As Göran lived in the city, keeping dogs and breeding even an occasional litter, usually with a rotating cast of co-breeders, was one reason he soon turned to judging. He was approved for all FCI breeds, judging all the top shows in Scandinavia, including BIS at the famous Skokloster Sighthound show and likewise at the Swedish KC big international show in Stockholm. He judged regularly in Great Britain, including several times at Crufts: I remember him judging Deerhounds there in 2008 and Whippet males in 2018.
Göran awarded BIS at the Welsh Kennel Club in 2016 to the white Standard Poodle Ch. Afterglow Tyrone Power, later BOV at Westminster. His last assignment in the UK was at Southern Counties championship show in 2018, when he judged the Hound, Terrier and Toy Groups.
Göran obviously had a thing for white Poodles: judging at the FCI Asia international show in 2008 he had two Smash Toy Poodles as BIS King and BIS Queen (Best Dog and Best Bitch in Show.) Also, during the AKC National Championship weekend in 2007, when it was still held in California, Göran awarded BIS at the weekend's first show to the white Standard Ch. Brighton Minimoto, handled by Chris Manelopoulos (below). He also judged Best Bred-By-Exhibitor Hound at the AKC National Championship itself.
Göran with his BIS winner at the KC of Beverly Hills during the AKC National Championship weekend in 2007, Standard Poodle Ch. Brighton Minimoto, handled by Chris Manelopoulos. Photo Kit Rodwell.
Göran judged at Santa Barbara KC in the "good old days" — in 1987 he had a record entry of 79 Greyhounds and 81 Irish Wolfhounds. He came back to judge the Greyhound Club of America specialty twice: in 1991 he awarded BOB to Ch. Wilrick's L'Elegante, and ten years later BOB went to Ch. Greycott Happy Times. Judging Whippets in 1991 he put up a young Ch. Starline's Claim To Fame to BOB: she later won her — and handler Mary Dukes' — first BIS. When Göran judged the Irish Wolfhound Club of America national specialty in 2003 his BOB was Linda and Jamie Souza's Ch. Oxmoon Brogan of Limerick, handled by Jamie.
Göran was a member of the Central Committee of the Swedish Kennel Club and president of the Swedish Greyhound Club. Outside of dogs he was nationally known as a pediatrician, psychoanalyst and child psychiatrist, involved in research and clinical work with seriously ill and disturbed refugee children from the former Soviet Republic.

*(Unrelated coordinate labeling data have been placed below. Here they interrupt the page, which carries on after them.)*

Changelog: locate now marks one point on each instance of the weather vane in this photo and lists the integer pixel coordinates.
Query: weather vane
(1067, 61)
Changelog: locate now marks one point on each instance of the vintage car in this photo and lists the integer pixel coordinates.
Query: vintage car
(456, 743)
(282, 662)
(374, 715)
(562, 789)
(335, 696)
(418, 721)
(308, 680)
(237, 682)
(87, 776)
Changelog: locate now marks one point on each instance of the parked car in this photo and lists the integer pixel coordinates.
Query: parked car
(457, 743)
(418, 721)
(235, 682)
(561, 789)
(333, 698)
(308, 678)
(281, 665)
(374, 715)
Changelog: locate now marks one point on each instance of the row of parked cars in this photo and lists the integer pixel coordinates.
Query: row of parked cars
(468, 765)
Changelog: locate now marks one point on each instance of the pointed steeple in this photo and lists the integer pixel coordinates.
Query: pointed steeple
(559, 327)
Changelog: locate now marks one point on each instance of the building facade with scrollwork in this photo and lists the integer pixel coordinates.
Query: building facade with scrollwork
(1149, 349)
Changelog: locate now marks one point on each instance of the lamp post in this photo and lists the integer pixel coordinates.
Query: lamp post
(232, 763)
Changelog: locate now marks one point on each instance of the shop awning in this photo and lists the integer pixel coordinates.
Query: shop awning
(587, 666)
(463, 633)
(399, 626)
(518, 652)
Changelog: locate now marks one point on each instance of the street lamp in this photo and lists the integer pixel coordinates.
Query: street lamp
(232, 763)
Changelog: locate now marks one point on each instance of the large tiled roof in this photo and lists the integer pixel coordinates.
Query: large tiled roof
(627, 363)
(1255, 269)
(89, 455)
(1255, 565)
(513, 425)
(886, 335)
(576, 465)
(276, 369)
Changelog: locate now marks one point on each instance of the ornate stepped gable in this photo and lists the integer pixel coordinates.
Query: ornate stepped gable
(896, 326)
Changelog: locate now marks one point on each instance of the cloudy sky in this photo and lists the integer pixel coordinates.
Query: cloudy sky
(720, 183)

Incidentally, none of the dogs that Göran bred ever had a kennel prefix. We discussed his decision not to use one many times. It makes tracking his breeding program difficult, but was just one of many little idiosyncrasies that you came to associate with Göran.
Göran was my oldest friend in dogs. I have known him since 1963; he was a little older but much more experienced in the ways of the world. Not always an easy person to be friends with, Göran was described as a mixture of "genius and crazy," which pretty much sums him up. After I moved to U.S. we saw less of each other but stayed in touch regularly via email. When I saw Göran last summer at a show in Norway he had difficulty walking but nevertheless fulfilled his assignment with his usual spirit — and somehow persuaded the organizers to serve him breakfast in his ring before judging!
We were meant to meet again at the Stockholm show in December, but it was not to be. I will miss Göran a lot; he leaves a big void, as only someone you have known most of your life can do.